As I write, the price of credit default swaps on GE senior debt is soaring. That would be General Electric Co. Its CDS is being quoted in "points up front," which in Wall Street argot means that to "insure" $10 million in GE debt for five years you have to cough up a million dollars up front, plus 500 grand annually.
Who the hell is selling these swaps? is what I would like to know. They are playing a game of high-stakes poker, whoever they are, and we could all get sucked into the misery. If GE fails, thus defaulting on its debt, how are these sellers going to pay? Where will they come up with the pay-outs to all the GE bondholders already counterparty to the CDS contracts, to say nothing of the speculators right now buying up the CDS in a frenzy?
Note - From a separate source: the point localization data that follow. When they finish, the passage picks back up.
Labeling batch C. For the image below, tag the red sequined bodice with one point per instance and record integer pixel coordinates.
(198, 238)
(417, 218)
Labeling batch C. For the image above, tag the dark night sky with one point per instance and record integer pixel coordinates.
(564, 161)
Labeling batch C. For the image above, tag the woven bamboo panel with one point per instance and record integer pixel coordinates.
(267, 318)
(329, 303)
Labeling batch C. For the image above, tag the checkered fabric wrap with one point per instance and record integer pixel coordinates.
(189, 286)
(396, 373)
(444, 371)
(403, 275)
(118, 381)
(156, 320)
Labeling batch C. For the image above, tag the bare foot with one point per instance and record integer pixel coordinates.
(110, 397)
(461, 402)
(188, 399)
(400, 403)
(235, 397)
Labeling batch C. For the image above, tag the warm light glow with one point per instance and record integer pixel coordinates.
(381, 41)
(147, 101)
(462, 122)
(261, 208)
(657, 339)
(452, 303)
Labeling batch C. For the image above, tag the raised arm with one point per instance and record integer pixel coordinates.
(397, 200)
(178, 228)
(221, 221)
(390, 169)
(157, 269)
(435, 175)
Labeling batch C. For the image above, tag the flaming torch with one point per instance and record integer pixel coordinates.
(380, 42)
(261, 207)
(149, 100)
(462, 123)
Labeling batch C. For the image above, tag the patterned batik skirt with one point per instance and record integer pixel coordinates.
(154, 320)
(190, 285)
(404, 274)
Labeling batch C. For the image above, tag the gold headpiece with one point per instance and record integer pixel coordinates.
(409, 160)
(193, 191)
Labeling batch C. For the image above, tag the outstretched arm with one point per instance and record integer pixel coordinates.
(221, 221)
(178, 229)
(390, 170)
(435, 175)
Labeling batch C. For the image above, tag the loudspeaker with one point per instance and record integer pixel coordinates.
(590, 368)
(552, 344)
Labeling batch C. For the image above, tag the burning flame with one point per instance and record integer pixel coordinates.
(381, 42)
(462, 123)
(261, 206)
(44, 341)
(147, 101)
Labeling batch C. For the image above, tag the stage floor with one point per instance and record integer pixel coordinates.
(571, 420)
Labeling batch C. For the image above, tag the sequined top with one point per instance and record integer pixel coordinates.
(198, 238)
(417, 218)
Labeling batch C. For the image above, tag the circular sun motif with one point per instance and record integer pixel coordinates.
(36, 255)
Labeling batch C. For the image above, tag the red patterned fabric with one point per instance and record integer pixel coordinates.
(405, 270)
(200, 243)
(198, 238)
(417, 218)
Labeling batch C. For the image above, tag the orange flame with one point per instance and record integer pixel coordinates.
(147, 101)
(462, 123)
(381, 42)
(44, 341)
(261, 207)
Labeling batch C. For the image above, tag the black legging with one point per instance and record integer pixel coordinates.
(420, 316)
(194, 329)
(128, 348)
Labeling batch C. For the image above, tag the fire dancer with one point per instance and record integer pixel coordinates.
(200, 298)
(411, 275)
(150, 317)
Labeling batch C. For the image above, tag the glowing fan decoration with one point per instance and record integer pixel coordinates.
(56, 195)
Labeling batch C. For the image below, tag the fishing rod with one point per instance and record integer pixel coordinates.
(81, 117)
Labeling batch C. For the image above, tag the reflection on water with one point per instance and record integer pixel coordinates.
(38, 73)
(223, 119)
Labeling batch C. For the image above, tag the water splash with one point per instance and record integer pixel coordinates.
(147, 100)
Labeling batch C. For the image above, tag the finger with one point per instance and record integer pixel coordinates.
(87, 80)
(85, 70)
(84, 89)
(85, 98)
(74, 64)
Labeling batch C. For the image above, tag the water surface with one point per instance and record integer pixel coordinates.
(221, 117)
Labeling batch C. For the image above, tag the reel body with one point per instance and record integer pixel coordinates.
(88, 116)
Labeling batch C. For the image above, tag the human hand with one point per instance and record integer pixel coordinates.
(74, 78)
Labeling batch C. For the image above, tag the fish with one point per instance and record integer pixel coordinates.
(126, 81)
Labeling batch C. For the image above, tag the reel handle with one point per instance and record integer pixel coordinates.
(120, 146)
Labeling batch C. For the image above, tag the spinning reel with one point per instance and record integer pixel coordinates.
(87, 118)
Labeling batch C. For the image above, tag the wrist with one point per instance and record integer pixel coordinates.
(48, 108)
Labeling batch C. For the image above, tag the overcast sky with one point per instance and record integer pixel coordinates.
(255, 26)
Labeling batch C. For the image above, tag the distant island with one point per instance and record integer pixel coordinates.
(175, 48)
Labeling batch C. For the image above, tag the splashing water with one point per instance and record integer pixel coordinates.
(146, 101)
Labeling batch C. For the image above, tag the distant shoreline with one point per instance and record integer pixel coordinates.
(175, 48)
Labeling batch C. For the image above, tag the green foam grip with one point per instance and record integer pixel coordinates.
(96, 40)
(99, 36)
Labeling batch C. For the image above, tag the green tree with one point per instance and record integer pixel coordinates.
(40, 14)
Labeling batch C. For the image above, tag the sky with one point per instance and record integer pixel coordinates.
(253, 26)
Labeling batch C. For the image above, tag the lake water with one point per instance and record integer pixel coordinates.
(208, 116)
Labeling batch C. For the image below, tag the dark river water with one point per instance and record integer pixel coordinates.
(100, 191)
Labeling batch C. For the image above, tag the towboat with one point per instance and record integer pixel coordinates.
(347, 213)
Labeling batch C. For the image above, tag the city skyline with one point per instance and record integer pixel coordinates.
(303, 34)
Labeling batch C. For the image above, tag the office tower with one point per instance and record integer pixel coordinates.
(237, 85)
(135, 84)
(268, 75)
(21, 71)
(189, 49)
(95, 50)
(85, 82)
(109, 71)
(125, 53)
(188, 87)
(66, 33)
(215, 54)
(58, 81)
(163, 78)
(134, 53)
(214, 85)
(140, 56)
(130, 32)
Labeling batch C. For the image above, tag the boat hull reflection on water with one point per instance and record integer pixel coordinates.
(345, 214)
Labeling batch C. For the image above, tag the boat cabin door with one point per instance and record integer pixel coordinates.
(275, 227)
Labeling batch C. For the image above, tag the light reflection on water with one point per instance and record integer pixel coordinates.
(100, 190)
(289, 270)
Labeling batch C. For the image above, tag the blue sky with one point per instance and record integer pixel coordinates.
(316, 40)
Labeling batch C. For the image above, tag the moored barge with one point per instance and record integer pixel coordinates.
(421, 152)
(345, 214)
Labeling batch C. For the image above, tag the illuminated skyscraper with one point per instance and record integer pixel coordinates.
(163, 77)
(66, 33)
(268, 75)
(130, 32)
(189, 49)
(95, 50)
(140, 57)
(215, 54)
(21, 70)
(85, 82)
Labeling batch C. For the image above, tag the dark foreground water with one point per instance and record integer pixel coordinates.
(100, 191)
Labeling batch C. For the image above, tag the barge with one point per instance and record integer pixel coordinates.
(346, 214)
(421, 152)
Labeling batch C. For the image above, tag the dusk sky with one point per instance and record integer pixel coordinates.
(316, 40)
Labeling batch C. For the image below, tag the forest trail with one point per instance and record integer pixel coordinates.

On the other hand, if GE survives, why then they've probably made a handsome profit indeed. This is brinkmanship of a very base order, magnified by the appalling potential consequences.
Observe the lunatic incentives imbedded in this usury: the sellers of GE CDS (again, General Electric Co.!) want the company to careen toward disaster, right up to the edge of collapse, but never quite collapse. They want GE to approach ruin and default -- but never quite get there. They profit most if this old American titan of industry creeps right up to the precipice, to the very farthest point of desperation, just short of falling off; but of all things they profit least if GE actually falls off.
Note again that nothing tangible is actually being exchanged here. What is skyrocketing in "value" is little discrete packages of risk, little mathematical abstractions supposedly estimating the possibility of GE chance of defaulting on its senior debt.
I hope I do not need to belabor the obvious point that a failure of General Electric Co., impelled by another derivatives panic, would be catastrophic for the economy. GE is a major participant in, for instance, the commercial paper market, the near-collapse of which, you'll recall, was one of the primary drivers of the crash last fall.